同期と同居~彼の溺愛中枢が壊れるまで~
「好きな人が怒ってると、つらいですよねぇ……」
酔いでとろんとした瞳を伏せ、ため息交じりに難波がつぶやいた。
「なんだ。お前らもケンカか?」
「そんな大したアレじゃないんですけど……せっかくの旅行なのに彼はサーフィンばっかりしてるし、なんだかうまく嚙み合わなくて。そのうえ、ウィルが宣戦布告しに行っちゃうし……」
「宣戦布告?」
聞き返しながら、グアムに到着してすぐの俺たちを友好的に出迎えてくれた、青い目をした青年の姿を思い出す。
人懐っこく裏のなさそうな男だと俺の目には映ったが、宣戦布告とは穏やかじゃなさそうだ。
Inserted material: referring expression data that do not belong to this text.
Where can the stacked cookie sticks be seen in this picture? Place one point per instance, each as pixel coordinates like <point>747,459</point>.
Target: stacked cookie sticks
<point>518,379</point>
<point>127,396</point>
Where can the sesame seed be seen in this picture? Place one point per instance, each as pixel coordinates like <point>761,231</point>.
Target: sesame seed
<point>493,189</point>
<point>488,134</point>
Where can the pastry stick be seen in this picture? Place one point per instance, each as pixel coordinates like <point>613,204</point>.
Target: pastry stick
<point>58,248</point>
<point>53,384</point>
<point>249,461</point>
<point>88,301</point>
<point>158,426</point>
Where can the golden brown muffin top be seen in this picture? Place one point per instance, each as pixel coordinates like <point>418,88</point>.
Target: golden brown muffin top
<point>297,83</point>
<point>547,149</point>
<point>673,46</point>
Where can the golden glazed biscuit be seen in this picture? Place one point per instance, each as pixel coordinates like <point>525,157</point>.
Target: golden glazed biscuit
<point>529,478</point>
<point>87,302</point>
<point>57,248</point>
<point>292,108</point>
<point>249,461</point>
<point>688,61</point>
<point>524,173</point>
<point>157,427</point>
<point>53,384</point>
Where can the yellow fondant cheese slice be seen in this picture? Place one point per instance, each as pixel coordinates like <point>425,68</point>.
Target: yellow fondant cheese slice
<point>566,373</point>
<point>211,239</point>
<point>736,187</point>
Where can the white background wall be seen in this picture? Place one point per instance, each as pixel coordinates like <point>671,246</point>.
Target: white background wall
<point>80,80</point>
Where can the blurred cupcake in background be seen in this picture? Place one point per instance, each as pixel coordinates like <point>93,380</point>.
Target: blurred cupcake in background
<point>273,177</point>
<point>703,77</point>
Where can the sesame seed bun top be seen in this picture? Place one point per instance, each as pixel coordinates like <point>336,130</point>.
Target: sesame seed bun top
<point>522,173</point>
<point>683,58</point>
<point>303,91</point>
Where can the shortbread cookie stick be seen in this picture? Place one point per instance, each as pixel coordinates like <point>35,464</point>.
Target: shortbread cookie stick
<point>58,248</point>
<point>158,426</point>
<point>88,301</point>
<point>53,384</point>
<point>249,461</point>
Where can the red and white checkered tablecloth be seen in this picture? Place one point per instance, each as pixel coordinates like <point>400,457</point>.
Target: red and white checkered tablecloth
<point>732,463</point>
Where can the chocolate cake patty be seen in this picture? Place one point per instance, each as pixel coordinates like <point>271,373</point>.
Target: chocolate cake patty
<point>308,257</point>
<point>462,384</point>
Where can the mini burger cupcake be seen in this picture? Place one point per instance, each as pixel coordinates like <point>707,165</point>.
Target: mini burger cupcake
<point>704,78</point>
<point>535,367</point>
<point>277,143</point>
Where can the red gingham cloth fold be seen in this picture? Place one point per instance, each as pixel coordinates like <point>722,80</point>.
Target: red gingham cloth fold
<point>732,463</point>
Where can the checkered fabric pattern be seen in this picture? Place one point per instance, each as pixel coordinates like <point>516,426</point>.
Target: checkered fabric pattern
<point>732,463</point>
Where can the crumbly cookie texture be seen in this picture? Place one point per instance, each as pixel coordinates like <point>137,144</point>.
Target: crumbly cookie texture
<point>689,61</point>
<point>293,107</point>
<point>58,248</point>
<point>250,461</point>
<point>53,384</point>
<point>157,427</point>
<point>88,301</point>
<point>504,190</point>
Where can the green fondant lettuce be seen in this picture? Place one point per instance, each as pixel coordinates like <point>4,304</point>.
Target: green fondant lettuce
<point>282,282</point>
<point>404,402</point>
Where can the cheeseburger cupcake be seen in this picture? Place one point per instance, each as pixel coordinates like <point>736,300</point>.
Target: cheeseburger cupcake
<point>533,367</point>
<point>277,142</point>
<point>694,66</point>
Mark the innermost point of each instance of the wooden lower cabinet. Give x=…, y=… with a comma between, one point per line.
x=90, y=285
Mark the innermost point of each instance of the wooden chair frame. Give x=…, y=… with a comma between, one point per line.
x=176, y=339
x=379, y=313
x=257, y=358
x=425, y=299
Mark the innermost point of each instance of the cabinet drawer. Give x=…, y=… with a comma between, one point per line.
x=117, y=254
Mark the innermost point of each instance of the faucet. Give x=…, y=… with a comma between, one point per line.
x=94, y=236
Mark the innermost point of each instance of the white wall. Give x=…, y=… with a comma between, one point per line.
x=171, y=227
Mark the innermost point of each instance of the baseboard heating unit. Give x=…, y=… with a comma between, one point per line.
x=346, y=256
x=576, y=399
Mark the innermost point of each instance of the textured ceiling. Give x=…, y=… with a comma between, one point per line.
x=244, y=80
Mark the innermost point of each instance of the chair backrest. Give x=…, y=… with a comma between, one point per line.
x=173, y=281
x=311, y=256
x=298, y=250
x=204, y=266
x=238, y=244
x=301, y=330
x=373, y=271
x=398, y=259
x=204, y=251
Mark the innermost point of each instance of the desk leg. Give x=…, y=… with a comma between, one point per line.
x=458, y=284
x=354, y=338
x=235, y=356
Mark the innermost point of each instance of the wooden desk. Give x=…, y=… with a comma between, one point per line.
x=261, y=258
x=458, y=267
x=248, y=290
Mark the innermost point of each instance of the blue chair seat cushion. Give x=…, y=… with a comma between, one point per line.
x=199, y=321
「はい。私、さっきまでここでウィルと一緒にいて……実は告白されたんですけどうまく答えられずにいたら、“じゃあジンの方に聞いてくる。ミチルを奪ってもいいかどうか”って言ってお店出てっちゃって……」
「すごい行動力だな。比留川の奴焦るんじゃねーのか?」
「どうでしょうねぇ……」
苦笑を漏らして、テーブルに肘をつく難波。
お互い悩ましい状況だな、と思いつつ黙って彼女を観察していると、次第に瞬きがゆっくりになってくる。
今にも眠気に負けそうだ、と思っているうちに、案の定こっくりこっくりと船を漕ぎだした。
風邪をひくような気候でもないし、このまま寝かせといてやるか……。
そのまま十分くらいが経過した頃、俺たちのテーブルにひとつの人影が近づいてきた。
それが誰であるのか気が付くと、俺は席から立ち上がってその人物のもとへ歩み寄る。
そしてすれ違いざまに、ぽんと肩を叩いた。